Housing Bubble 2.0: Michigan bank offers zero-down mortgage

Credit restrictions that were imposed soon after the collapse of the housing bubble about a decade ago have gradually been removed. You’re finding more and more financial institutions reducing standards, offering subprime borrowers more credit.

In other words, it’s 2006 all over again.

Case in point, a Michigan bank has brought back the zero-down mortgage, and will go as far as covering the closing costs. Yikes!

According to HousingWire, Flagstar Bank, a small savings bank based in the Great Lake State, is trying to help low-income homebuyers obtain the American Dream through a zero-down mortgage, the hallmark of the previous housing bubble.

As part of the new program, the bank will proffer the applicant the required three percent down payment. Borrowers are not required to pay back the down payment gift. Flagstar will also offer up to $3,500 for the closing costs.

More from the website:

The program is available to only certain low- to moderate-income borrowers and borrowers in low- to moderate-income areas throughout Michigan.

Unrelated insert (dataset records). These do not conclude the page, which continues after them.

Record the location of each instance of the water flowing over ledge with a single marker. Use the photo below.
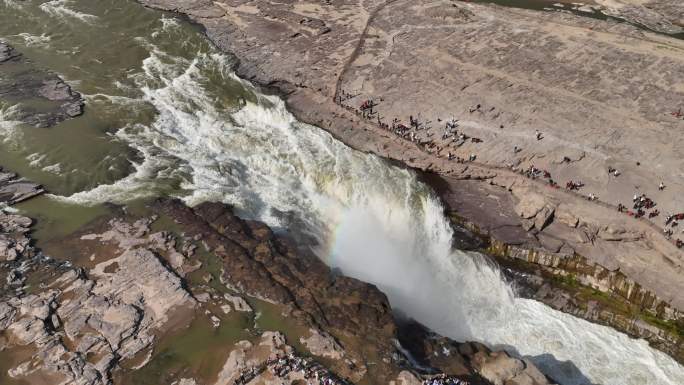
(374, 221)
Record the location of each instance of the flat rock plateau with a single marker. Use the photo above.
(42, 97)
(547, 122)
(199, 296)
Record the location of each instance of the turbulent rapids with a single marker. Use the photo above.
(372, 220)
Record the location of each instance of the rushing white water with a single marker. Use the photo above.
(60, 9)
(374, 221)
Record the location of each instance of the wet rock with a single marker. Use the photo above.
(7, 52)
(239, 303)
(502, 369)
(23, 81)
(14, 190)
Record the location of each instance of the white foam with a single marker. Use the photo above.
(59, 9)
(374, 221)
(12, 4)
(30, 40)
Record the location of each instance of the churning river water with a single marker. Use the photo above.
(167, 116)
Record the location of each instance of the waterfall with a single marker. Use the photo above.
(374, 221)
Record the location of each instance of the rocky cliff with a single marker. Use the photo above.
(134, 285)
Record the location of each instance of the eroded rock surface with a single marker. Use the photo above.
(14, 189)
(22, 83)
(600, 94)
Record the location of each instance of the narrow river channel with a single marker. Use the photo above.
(167, 116)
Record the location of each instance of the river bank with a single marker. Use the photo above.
(197, 131)
(165, 292)
(290, 49)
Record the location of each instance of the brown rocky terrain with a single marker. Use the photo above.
(532, 100)
(14, 189)
(126, 286)
(42, 97)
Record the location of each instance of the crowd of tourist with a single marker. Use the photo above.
(282, 365)
(453, 138)
(443, 379)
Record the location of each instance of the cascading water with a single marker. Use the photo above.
(374, 221)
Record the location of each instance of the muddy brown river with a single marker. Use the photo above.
(166, 116)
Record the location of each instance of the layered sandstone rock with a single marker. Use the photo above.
(22, 82)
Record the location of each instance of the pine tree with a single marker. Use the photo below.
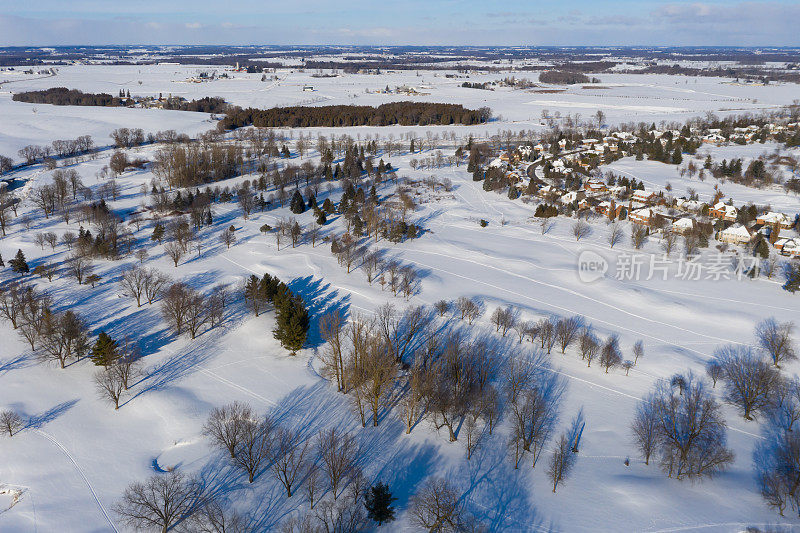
(104, 351)
(292, 321)
(158, 232)
(19, 264)
(297, 204)
(378, 501)
(358, 226)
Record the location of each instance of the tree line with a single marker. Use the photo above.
(402, 113)
(64, 96)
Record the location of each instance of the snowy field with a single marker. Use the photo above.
(65, 471)
(622, 97)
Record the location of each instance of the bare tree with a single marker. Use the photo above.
(775, 339)
(109, 385)
(255, 446)
(536, 410)
(749, 380)
(228, 238)
(504, 318)
(581, 229)
(547, 333)
(784, 409)
(691, 435)
(442, 307)
(174, 251)
(133, 283)
(338, 452)
(668, 242)
(777, 468)
(566, 330)
(561, 461)
(370, 265)
(160, 502)
(175, 305)
(11, 422)
(290, 459)
(615, 235)
(638, 351)
(645, 428)
(154, 284)
(638, 235)
(225, 425)
(437, 507)
(588, 345)
(330, 326)
(610, 355)
(209, 516)
(64, 336)
(80, 267)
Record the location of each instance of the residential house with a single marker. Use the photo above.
(609, 206)
(643, 216)
(775, 219)
(594, 187)
(572, 196)
(735, 234)
(683, 225)
(723, 211)
(644, 197)
(790, 247)
(713, 138)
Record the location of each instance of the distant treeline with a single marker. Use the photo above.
(402, 113)
(64, 96)
(563, 77)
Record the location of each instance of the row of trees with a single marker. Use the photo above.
(326, 469)
(292, 320)
(403, 113)
(59, 148)
(63, 337)
(458, 384)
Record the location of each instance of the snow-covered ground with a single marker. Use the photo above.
(622, 97)
(65, 471)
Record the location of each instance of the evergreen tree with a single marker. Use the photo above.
(378, 501)
(297, 205)
(158, 232)
(292, 320)
(19, 264)
(792, 278)
(104, 351)
(358, 226)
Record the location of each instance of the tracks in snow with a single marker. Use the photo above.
(80, 472)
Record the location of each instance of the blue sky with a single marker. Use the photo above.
(431, 22)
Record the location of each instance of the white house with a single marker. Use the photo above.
(771, 218)
(736, 234)
(683, 225)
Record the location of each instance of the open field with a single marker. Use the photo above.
(77, 454)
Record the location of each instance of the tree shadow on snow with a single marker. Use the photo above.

Borrowers would not have to repay the down payment or closing costs. But a 1099 form to report the income would be issued to the Internal Revenue Service by the bank. So the gifts could be taxable, depending on the borrower’s financial picture.

Flagstar said borrowers who might qualify for its new program typically would have an annual income in the range of $35,000 to $62,000. The sales price of the home — which must be in qualifying areas — would tend to be in the range of $80,000 to $175,000.